Jornal Estado de Minas

''Não foram só essas''

Famosa pelos ''bons drinks'', Luisa Marilac desabafa sobre transfobia e conta histórias de amigas assassinadas

Famosa pelo vídeo dos "bons drinks" que viralizou na internet há cinco anos, Luisa Marilac usou o Youtube para um desabafo que, desta vez, nada tem de engraçado. Em gravação publicada nesta segunda-feira, 11, a travesti nascida em Minas Gerais denuncia casos de transfobia — ódio contra pessoas transexuais — e narra a trajetória de amigas assassinadas no que ela aponta como crimes de ódio. "É muito triste pegar um álbum de fotos e ver que eu perdi tantas amigas. E não foram só essas."

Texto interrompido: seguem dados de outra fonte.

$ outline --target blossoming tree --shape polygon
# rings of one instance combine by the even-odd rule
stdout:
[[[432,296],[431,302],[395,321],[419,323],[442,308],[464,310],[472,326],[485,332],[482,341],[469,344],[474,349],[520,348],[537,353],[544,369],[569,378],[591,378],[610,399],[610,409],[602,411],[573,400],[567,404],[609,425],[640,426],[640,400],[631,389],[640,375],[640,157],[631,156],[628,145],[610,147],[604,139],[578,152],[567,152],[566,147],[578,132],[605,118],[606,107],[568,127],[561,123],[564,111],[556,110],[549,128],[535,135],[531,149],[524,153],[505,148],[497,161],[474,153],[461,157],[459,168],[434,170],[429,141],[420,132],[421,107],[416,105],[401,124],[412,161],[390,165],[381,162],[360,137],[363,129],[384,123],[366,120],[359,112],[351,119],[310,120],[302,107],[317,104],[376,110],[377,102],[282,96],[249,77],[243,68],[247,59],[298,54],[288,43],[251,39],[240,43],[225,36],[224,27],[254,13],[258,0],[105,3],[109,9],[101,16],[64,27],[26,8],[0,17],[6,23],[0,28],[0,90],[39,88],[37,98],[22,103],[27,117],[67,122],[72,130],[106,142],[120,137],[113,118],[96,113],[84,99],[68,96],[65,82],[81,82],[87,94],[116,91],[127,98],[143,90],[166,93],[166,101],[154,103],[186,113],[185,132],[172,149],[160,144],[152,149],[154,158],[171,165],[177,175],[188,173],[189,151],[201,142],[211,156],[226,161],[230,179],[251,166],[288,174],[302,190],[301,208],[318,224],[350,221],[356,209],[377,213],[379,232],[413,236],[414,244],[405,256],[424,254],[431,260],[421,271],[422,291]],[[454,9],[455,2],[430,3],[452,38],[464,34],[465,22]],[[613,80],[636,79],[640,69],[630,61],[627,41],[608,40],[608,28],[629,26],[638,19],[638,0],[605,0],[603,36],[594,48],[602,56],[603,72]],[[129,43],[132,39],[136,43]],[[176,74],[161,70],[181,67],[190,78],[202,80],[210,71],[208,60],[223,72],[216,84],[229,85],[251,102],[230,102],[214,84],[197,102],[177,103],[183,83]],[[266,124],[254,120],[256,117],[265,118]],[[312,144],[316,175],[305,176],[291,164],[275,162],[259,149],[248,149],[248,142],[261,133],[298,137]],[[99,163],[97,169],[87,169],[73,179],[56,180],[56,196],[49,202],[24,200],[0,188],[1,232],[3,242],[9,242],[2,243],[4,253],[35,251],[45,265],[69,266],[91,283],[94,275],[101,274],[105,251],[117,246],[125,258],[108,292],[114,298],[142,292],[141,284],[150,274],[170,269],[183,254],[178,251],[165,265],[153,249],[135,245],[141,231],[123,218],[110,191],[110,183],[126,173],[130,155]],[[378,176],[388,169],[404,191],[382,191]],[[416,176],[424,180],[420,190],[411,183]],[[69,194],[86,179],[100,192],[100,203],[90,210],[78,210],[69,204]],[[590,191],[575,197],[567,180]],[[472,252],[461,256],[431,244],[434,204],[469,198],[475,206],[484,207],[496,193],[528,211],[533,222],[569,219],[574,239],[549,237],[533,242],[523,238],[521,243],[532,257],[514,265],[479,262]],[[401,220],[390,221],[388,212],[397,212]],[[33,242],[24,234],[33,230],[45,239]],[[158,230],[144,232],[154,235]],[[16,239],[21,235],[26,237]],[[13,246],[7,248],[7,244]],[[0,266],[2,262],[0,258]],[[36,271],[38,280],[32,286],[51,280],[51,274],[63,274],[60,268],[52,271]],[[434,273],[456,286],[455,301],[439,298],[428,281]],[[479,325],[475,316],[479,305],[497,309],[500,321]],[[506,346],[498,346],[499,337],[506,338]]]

Luisa já não trabalha como prostituta há alguns anos. As histórias violentas que ela revela, contudo, estão ligadas à profissão e ao mundo de riscos que cercam quem vive da noite. "Nunca gostei de me prostituir e nunca gostei de trabalhar à noite mas, infelizmente, a gente tem que 'se virar nos trinta' para sobreviver", diz ela, que atualmente se apresenta em boates e festas com um espetáculo de comédia stand-up.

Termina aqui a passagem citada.